Without invoking Cesaro-Stolz, "epsilon-delta" argument:
Suppose $z_n \to a$. Let $S_n = \sum_{k=0}^n a_k$. We have
$$
\left|w_n - a\right|=\left|\frac{\sum_{k=0}^n a_k \left|z_k - a\right|}{\sum_{k=0}^n a_k}\right|\leq \frac{1}{S_n}\sum_{k=0}^n a_k \left|z_k - a\right|
$$
Fix $\varepsilon > 0$. Since $z_k\to a$, there is $N$ such that for $n>N$ we have $\left|z_n - a\right|<\varepsilon/2$. Now,
$$
\left|w_n-a\right|\leq \frac{1}{S_n}\sum_{k=0}^N a_k \left|z_k - a\right|+
\frac{1}{S_n}\sum_{k=N+1}^n a_k \left|z_k - a\right|
$$
But $S_n\to\infty$ by assumption (positive terms, does not converge), so the first part tends to $0$ (sum remains fixed). And
$$
\frac{1}{S_n}\sum_{k=N+1}^n a_k \left|z_k - a\right|<
\frac{1}{S_n}\sum_{k=N+1}^n a_k \frac{\varepsilon}{2}=
\frac{\varepsilon}{2S_n}\sum_{k=N+1}^n a_k
$$
Now,
$$
\sum_{k=N+1}^n a_k = \sum_{k=N+1}^n a_k + \sum_{k=0}^N a_k - \sum_{k=0}^N a_k =
\sum_{k=0}^n a_k - \sum_{k=0}^N a_k = S_n - S_N
$$
and so
$$
\frac{1}{S_n}\sum_{k=N+1}^n a_k=\frac{S_n - S_N}{S_n}=1-\frac{S_N}{S_n}<1
$$
therefore
$$
\frac{\varepsilon}{2S_n}\sum_{k=N+1}^n a_k<\frac{\varepsilon}{2}
$$
Hence, for large enough $n$, $\left|w_n-a\right|<\varepsilon$.

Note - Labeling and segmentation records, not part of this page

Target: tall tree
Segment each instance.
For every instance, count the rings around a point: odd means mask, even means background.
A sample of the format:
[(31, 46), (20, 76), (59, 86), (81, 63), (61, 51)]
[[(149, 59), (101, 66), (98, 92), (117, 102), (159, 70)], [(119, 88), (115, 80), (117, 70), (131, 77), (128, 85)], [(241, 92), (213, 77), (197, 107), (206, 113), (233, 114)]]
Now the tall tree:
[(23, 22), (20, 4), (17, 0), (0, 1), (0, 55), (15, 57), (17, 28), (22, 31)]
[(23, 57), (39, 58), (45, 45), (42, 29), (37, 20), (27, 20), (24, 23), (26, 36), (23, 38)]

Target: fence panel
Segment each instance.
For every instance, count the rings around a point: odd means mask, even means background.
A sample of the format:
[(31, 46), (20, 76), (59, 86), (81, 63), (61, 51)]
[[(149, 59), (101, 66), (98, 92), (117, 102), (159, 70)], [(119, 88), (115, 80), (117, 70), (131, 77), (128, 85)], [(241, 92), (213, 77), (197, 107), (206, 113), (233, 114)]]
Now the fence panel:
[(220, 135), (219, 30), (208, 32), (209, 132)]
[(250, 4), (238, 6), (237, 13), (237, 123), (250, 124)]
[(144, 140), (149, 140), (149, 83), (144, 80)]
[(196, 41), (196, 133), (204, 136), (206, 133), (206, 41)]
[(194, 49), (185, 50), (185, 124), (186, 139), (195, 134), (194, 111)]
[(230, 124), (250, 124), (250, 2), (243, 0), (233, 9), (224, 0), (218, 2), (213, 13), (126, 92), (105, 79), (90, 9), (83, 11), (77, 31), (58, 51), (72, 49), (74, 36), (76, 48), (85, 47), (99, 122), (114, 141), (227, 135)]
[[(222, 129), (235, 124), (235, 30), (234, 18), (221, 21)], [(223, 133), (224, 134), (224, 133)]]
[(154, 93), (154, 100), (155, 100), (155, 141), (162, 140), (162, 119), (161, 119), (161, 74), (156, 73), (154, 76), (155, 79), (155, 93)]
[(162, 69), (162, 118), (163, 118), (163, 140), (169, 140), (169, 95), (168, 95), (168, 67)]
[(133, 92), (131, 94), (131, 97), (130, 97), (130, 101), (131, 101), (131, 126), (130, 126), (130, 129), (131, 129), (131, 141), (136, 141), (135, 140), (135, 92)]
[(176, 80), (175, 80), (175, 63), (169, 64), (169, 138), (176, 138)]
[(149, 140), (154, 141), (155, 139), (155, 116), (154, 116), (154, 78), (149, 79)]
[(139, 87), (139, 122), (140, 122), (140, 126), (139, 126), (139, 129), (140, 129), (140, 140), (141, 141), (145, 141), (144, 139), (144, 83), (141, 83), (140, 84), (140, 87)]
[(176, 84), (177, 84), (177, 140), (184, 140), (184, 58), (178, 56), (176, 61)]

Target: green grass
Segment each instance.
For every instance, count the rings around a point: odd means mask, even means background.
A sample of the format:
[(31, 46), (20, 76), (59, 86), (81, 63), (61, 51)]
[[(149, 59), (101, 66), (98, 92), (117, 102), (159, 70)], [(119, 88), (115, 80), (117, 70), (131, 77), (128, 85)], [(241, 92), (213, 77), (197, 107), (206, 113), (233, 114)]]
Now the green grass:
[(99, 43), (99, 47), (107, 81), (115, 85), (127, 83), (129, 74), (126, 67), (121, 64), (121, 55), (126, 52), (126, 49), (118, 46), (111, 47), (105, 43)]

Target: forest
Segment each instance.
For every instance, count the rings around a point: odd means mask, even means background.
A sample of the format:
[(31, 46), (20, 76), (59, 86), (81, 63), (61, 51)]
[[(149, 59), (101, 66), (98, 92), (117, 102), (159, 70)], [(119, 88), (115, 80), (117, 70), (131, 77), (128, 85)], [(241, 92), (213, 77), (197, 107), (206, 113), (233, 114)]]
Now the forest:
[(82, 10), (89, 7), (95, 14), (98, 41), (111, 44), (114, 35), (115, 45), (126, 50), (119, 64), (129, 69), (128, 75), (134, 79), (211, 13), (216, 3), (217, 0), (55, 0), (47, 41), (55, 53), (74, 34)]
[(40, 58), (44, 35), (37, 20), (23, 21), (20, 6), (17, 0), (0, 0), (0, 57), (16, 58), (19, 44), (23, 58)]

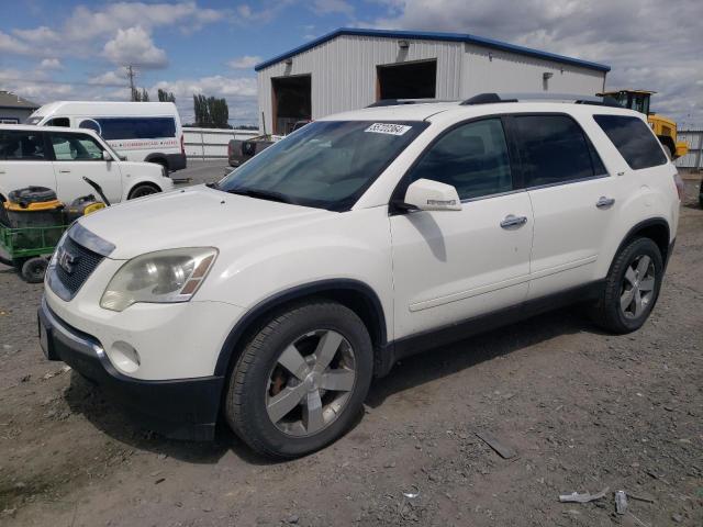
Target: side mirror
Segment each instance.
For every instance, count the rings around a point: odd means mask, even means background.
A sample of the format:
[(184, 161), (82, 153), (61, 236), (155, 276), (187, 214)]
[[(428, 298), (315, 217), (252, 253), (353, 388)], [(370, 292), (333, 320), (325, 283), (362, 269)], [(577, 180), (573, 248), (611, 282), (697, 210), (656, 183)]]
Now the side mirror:
[(461, 200), (450, 184), (419, 179), (408, 187), (405, 204), (421, 211), (460, 211)]

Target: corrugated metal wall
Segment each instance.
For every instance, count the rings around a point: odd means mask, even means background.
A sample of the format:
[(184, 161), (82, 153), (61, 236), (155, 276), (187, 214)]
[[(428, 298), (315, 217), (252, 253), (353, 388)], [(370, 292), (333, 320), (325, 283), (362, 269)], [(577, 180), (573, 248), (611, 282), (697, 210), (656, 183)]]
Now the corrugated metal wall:
[[(465, 46), (464, 98), (490, 91), (594, 96), (603, 90), (604, 71), (473, 44)], [(551, 74), (551, 78), (545, 80), (545, 72)]]
[[(548, 90), (594, 94), (605, 74), (462, 42), (409, 41), (342, 35), (258, 72), (259, 125), (272, 131), (271, 79), (312, 76), (312, 117), (364, 108), (376, 101), (376, 67), (412, 60), (437, 59), (437, 99), (466, 99), (482, 91), (543, 91), (543, 72), (554, 72)], [(489, 53), (491, 56), (489, 57)]]
[(703, 168), (703, 131), (680, 130), (678, 141), (689, 145), (689, 153), (674, 161), (677, 167)]

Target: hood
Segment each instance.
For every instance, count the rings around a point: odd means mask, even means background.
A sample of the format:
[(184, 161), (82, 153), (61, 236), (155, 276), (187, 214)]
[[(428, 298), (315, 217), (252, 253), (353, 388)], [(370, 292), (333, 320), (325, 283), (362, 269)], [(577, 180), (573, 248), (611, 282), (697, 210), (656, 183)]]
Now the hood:
[(256, 243), (334, 212), (227, 194), (204, 186), (120, 203), (79, 220), (113, 244), (112, 259), (154, 250)]

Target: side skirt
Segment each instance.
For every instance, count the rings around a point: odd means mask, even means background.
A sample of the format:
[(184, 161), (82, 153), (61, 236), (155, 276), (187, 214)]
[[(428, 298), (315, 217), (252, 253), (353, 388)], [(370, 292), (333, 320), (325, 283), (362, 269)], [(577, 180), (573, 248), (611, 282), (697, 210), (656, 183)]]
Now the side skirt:
[(382, 351), (383, 360), (377, 368), (377, 377), (388, 374), (393, 365), (399, 360), (428, 349), (446, 346), (465, 338), (487, 333), (492, 329), (513, 324), (525, 318), (554, 311), (566, 305), (593, 301), (599, 298), (605, 280), (596, 280), (585, 285), (560, 291), (539, 299), (534, 299), (522, 304), (499, 310), (486, 315), (468, 318), (456, 324), (417, 333), (389, 343)]

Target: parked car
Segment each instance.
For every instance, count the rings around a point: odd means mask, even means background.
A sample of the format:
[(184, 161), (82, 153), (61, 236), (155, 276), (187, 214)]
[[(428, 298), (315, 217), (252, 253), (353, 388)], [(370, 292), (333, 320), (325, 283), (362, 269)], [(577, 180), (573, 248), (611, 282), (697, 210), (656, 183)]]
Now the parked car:
[(579, 102), (333, 115), (214, 188), (85, 217), (49, 266), (43, 349), (152, 429), (211, 438), (223, 415), (287, 458), (416, 351), (573, 302), (636, 330), (680, 180), (643, 115)]
[(0, 201), (34, 186), (71, 203), (93, 193), (83, 177), (100, 184), (112, 203), (174, 188), (163, 167), (121, 160), (91, 130), (0, 125)]
[(187, 165), (172, 102), (58, 101), (36, 110), (26, 124), (92, 130), (125, 160), (155, 162), (168, 172)]
[[(310, 121), (298, 121), (293, 125), (291, 133), (302, 128), (309, 122)], [(234, 168), (238, 167), (244, 164), (244, 161), (247, 161), (258, 153), (264, 152), (274, 143), (277, 143), (282, 138), (283, 136), (281, 135), (258, 135), (250, 139), (230, 139), (230, 144), (227, 145), (227, 159), (230, 161), (230, 166)]]

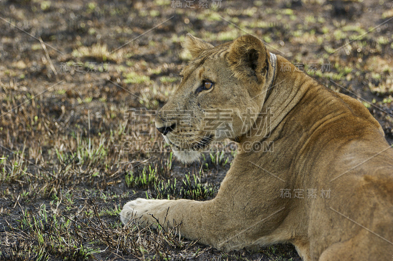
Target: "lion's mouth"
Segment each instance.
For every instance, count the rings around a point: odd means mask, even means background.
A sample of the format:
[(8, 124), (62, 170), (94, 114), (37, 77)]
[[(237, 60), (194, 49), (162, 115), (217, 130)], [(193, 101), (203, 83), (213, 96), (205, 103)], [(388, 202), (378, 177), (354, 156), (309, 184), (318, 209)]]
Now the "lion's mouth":
[(179, 146), (180, 144), (177, 144), (177, 143), (176, 142), (172, 142), (167, 137), (165, 137), (167, 138), (165, 139), (167, 140), (167, 141), (171, 147), (174, 147), (180, 151), (191, 150), (196, 151), (205, 150), (208, 148), (209, 145), (210, 145), (212, 141), (213, 141), (213, 135), (210, 135), (208, 136), (203, 136), (200, 139), (200, 140), (197, 142), (194, 142), (188, 144), (181, 144), (182, 146)]
[(210, 135), (208, 137), (202, 137), (199, 142), (193, 144), (192, 149), (195, 151), (199, 151), (201, 149), (206, 149), (212, 142), (213, 136)]

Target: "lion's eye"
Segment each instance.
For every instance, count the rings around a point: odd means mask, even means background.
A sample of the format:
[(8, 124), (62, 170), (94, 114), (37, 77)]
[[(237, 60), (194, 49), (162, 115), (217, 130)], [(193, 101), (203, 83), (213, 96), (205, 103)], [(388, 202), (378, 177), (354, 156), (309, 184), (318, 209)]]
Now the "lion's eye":
[(209, 90), (213, 87), (213, 82), (209, 81), (208, 80), (206, 81), (203, 82), (203, 87), (204, 87), (205, 89), (206, 90)]

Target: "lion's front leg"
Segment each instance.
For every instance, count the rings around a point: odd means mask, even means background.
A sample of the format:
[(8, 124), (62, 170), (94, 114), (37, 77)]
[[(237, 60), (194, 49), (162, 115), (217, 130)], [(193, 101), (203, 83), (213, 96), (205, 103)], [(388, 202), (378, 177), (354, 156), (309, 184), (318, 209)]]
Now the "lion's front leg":
[[(183, 236), (191, 240), (198, 239), (202, 244), (219, 249), (231, 250), (226, 239), (228, 234), (233, 232), (231, 231), (233, 228), (229, 229), (235, 224), (228, 218), (233, 217), (227, 211), (220, 209), (219, 204), (216, 203), (214, 200), (200, 202), (138, 199), (126, 203), (120, 215), (126, 224), (135, 219), (140, 226), (152, 225), (156, 227), (158, 222), (166, 229), (181, 223), (180, 232)], [(230, 243), (233, 245), (233, 242)], [(239, 242), (236, 243), (237, 245)]]
[(166, 220), (167, 211), (174, 201), (142, 198), (129, 201), (120, 213), (120, 219), (126, 225), (129, 223), (131, 220), (135, 219), (141, 226), (151, 225), (156, 227), (157, 222), (165, 226), (167, 223)]

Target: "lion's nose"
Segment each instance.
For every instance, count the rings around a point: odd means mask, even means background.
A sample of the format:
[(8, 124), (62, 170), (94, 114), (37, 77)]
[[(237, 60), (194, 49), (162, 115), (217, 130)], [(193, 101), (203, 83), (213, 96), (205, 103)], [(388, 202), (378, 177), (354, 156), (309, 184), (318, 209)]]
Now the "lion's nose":
[(163, 135), (167, 135), (168, 132), (174, 130), (176, 127), (176, 123), (174, 123), (168, 127), (164, 126), (163, 127), (158, 128), (157, 129), (159, 131), (163, 133)]

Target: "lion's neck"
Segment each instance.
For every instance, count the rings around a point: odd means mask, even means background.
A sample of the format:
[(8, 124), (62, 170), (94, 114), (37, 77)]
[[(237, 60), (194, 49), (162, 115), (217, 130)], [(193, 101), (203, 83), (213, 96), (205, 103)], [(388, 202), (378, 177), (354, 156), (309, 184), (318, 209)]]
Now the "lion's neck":
[[(260, 141), (275, 130), (285, 116), (298, 104), (314, 80), (281, 55), (277, 55), (276, 76), (270, 90), (265, 90), (265, 102), (255, 124), (249, 132), (239, 139), (240, 147), (245, 143)], [(270, 82), (270, 80), (269, 81)]]

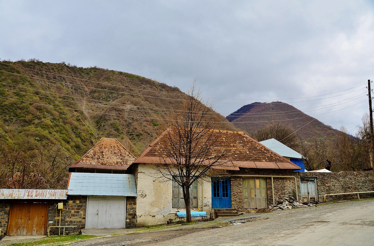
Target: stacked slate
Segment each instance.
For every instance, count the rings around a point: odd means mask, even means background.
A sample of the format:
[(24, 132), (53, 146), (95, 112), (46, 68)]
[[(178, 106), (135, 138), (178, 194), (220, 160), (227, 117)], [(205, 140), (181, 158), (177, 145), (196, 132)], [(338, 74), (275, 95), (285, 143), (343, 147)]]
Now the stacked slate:
[(307, 202), (303, 203), (299, 202), (292, 197), (289, 197), (278, 200), (276, 203), (275, 205), (269, 205), (269, 210), (276, 211), (277, 210), (290, 209), (291, 208), (297, 208), (311, 207), (319, 203), (317, 201), (313, 201), (311, 203)]

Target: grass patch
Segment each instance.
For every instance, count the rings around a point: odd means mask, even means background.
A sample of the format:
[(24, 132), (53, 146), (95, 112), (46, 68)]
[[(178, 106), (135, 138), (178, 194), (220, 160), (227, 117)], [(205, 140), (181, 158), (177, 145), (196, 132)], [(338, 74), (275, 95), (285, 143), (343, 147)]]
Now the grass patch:
[(93, 235), (67, 235), (66, 236), (52, 236), (40, 239), (25, 243), (16, 243), (9, 245), (11, 246), (34, 246), (42, 245), (61, 245), (60, 243), (73, 242), (77, 239), (84, 240), (97, 237)]

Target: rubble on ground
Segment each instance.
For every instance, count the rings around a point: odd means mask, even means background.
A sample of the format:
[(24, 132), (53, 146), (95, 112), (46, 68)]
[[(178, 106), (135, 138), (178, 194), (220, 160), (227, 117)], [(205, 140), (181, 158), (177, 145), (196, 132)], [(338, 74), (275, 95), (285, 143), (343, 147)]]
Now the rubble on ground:
[(267, 209), (266, 208), (260, 208), (257, 212), (256, 212), (256, 214), (262, 214), (263, 213), (270, 213), (271, 211)]
[(269, 205), (269, 210), (270, 211), (285, 210), (290, 209), (291, 208), (311, 207), (319, 204), (319, 202), (317, 201), (313, 201), (310, 203), (302, 203), (291, 196), (278, 200), (276, 202), (275, 205)]

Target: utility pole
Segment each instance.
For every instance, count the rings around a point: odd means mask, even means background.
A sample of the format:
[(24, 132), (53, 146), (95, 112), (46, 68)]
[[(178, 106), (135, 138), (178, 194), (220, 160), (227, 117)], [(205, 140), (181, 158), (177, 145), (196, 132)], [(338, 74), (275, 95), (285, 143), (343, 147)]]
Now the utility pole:
[(373, 130), (373, 110), (371, 107), (371, 90), (370, 89), (370, 80), (368, 80), (368, 91), (369, 93), (369, 115), (370, 116), (370, 141), (371, 142), (371, 156), (370, 156), (370, 166), (373, 168), (373, 158), (374, 158), (374, 130)]

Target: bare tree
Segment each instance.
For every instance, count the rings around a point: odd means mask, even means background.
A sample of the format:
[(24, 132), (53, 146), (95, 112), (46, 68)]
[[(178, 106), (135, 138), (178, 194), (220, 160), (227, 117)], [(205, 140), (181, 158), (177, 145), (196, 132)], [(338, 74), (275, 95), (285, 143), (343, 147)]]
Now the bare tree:
[(197, 179), (215, 175), (214, 168), (230, 162), (232, 152), (230, 140), (223, 137), (226, 128), (219, 123), (224, 118), (199, 100), (201, 94), (195, 80), (180, 108), (169, 115), (169, 128), (160, 139), (164, 165), (155, 164), (161, 177), (181, 187), (187, 222), (190, 187)]
[(340, 171), (361, 171), (370, 167), (370, 136), (362, 136), (362, 132), (359, 131), (355, 136), (352, 136), (343, 127), (340, 131), (335, 143)]
[(303, 155), (306, 169), (309, 171), (323, 168), (330, 170), (339, 164), (339, 159), (329, 140), (315, 139), (312, 143), (306, 143), (300, 153)]
[(58, 146), (27, 150), (0, 146), (0, 187), (62, 189), (66, 187), (72, 159)]
[(294, 131), (285, 124), (277, 122), (257, 129), (251, 135), (258, 141), (274, 138), (291, 149), (298, 151), (301, 142), (298, 136)]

Suppose now $z_n\to+\infty$. Fix $M > 0$. From some point, $z_n > M + 1$. Similar argument shows, that part of sum before that point can be neglected (bounded in absolute value by $\varepsilon$), and after that it's big enough to guarantee that limit is greater than $M$:
$$
\frac{1}{S_n}\left|\sum_{k=0}^N a_k z_k\right|\to 0
$$
as $n\to \infty$, since $N$ remains fixed, and $S_n\to\infty$. For large enough $n$ it is thus bounded by $\varepsilon$.
$$
\frac{1}{S_n}\sum_{k=N+1}^n a_k z_k \geq \frac{1}{S_n}\sum_{k=N+1}^n a_k (M+1)=\frac{S_n - S_N}{S_n}(M+1)>M+\varepsilon
$$
eventually, since $S_N/S_n\to 0$. Finally,
$$
w_n=\frac{1}{S_n}\sum_{k=0}^n a_k z_k\geq
\frac{1}{S_n}\sum_{k=N+1}^n a_k z_k-\frac{1}{S_n}\left|\sum_{k=0}^N a_k z_k\right|>M+\varepsilon-\varepsilon=M
$$
Therefore, $w_n > M$ for large enough $n$.